Cabo Verde ainda não tem regulamentação para o mercado de suplementos alimentares

O consumo de suplementos como Whey Protein e Creatina tem crescido entre os praticantes de exercício físico, impulsionado pelos seus benefícios na recuperação muscular e no desempenho desportivo. Apesar da crescente procura, até mesmo entre os não praticantes de exercícios, a importação e comercialização destes produtos ainda carecem de uma regulamentação para garantir a segurança, qualidade e eficácia dos suplementos alimentares disponíveis no mercado, visando proteger a saúde pública.

Ana Paiva, praticante assídua de exercício físico, iniciou o seu percurso no ginásio em Janeiro de 2022, com o acompanhamento de um personal trainer, até considerar que estava apta para treinar sozinha.

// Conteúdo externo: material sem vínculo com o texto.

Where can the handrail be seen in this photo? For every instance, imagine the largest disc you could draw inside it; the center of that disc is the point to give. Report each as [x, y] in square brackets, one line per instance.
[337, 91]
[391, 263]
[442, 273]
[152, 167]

Desde então, conta ao Expresso das Ilhas que experimentou diferentes suplementos, incluindo Mass Gainer, creatina, whey protein e magnésio.

“No início, a personal recomendou a proteína porque eu era muito magra e precisava de ganhar peso. Esses dois suplementos ajudam no ganho de massa”, explica.

Mais tarde, por iniciativa própria, Ana decidiu introduzir a creatina na sua rotina, baseada nas pesquisas que realizou na Internet.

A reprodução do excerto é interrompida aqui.